The Zimbabwean government is itching to introduce yet another currency. Their propaganda machine is working full throttle to convince the populace that this will be a good thing. We have maintained that such a move is unlikely to solve Zimbabwe’s economic woes.

The latest publicity stunt has been to claim that the new currency will the strongest currency in the region. What does that even mean? Does it matter? Will that solve our current economic woes?

First things first

We need to define what currency strength is. According to Wikipedia

Currency strength expresses the value of currency. For economists, it is often calculated as purchasing power, while for financial traders, it can be described as an indicator, reflecting many factors related to the currency; for example, fundamental data, overall economic performance or interest rates. It can also be calculated from currency in relation to other currencies, usually using a pre-defined currency basket. A typical example of this method is the U.S. Dollar Index.

The easiest way to show a currency’s strength is to use exchange rates against the dollar. When we do this a funny picture starts to image. We already have one of the strongest currencies in the region.

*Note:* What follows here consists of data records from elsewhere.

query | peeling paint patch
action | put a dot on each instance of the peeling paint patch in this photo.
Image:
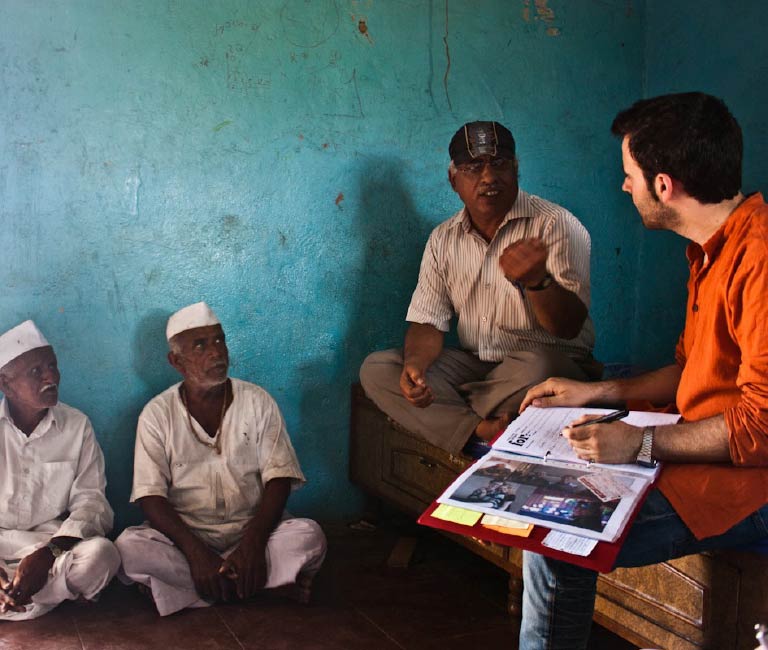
(362, 27)
(544, 13)
(132, 185)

The Bond Note (RTGS$) is already one of the strongest currencies in the region.

In the SADC region, the only currencies I know that are stronger than the RTGS$ against the USD are rupees from Seychelles and Mauritius. When our currency was introduced back in February we probably had the strongest currency in SADC too. Things have been going downhill before, during and after that anyway.


Having the strongest currency means nothing if other economic fundamentals are being violated. Zimbabwe continues to be at the bottom of corruption and business indexes. Currency strength means nothing when that currency is not stable.